Approximately Synchronous Distributed Systems

Speaker : Arvind Krishnamurthy
University of Washington
Date: 02/07/2014
Time: 2:00 pm - 3:00 pm
Location: LINCS Meeting Room 40

Abstract

Applications hosted within the datacenter often rely on distributed services such as Zookeeper, Chubby, and Spanner for fault-tolerant storage, distributed coordination, and transaction support.  These systems provide consistency and availability in the presence of limited failures by relying on sophisticated distributed algorithms such as state machine replication.  Unfortunately, these distributed algorithms are expensive, accrue additional latency, suffer from bottlenecks, and are difficult to optimize.  This state of affairs is due to the fact that distributed systems are traditionally designed independently from the underlying network and supporting protocols, making worst-case assumptions (e.g., complete asynchrony) about its behavior.

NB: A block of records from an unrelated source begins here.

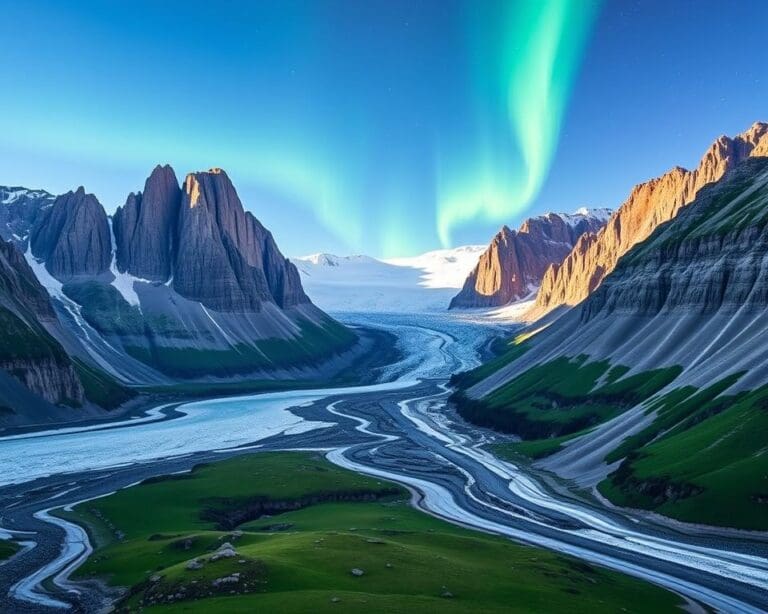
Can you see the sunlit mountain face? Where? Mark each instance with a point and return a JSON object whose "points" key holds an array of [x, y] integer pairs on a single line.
{"points": [[387, 128]]}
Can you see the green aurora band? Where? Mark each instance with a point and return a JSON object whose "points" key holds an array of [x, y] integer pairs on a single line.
{"points": [[525, 71]]}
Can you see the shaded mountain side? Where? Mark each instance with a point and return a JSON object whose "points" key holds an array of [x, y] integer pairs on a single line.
{"points": [[668, 403], [183, 282], [649, 205], [72, 236], [515, 261], [31, 356], [19, 210]]}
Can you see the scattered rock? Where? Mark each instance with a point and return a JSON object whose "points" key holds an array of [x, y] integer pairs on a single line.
{"points": [[194, 564], [231, 579]]}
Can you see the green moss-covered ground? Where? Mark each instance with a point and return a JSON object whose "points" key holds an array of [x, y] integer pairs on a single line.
{"points": [[300, 560], [703, 459], [562, 397]]}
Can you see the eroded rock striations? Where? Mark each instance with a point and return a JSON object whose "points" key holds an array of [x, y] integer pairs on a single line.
{"points": [[226, 259], [19, 210], [649, 205], [145, 227], [28, 352], [187, 284], [72, 237], [515, 261]]}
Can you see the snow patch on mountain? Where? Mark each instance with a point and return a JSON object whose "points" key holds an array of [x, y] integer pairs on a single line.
{"points": [[358, 283]]}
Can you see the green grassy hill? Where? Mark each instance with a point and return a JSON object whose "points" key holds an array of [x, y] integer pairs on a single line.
{"points": [[300, 526]]}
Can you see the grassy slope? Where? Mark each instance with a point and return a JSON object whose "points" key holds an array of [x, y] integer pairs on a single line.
{"points": [[562, 397], [22, 342], [704, 459], [299, 561]]}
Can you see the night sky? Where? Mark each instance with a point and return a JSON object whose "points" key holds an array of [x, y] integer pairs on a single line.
{"points": [[382, 127]]}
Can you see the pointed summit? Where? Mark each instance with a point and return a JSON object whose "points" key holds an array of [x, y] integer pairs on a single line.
{"points": [[226, 259], [649, 205], [145, 227]]}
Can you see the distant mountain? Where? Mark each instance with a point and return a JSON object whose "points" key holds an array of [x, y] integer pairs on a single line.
{"points": [[40, 379], [181, 283], [649, 204], [515, 261], [655, 387], [19, 209], [360, 283]]}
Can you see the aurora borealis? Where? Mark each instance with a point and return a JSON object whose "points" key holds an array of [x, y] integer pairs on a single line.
{"points": [[386, 127], [524, 71]]}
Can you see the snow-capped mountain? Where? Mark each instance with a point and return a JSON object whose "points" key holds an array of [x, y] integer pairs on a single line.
{"points": [[361, 283]]}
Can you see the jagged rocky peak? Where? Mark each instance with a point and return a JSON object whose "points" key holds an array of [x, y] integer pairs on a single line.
{"points": [[145, 227], [19, 209], [225, 258], [649, 205], [72, 236], [515, 261]]}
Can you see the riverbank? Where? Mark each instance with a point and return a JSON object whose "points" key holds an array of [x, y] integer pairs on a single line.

While this is reasonable for wide-area networks, many distributed applications are however deployed in datacenters, where the network is more reliable, predictable, and extensible.  Our position is that codesigning networks and distributed systems in order to operate under an “approximately synchronous” execution model can have substantial benefits in datacenter settings.  We will illustrate this using two case studies in this talk: Speculative Paxos — a distributed coordination service for datacenters that relies on the network to exhibit approximately synchronous behavior in the normal case, while still remaining correct if the network exhibits weaker properties, and Optimistic Replicated Two-Phase Commit (OR-2PC) — a new distributed transaction protocol that uses a new optimistic ordering technique, based on loosely synchronized clocks in order to improve both throughput and latency.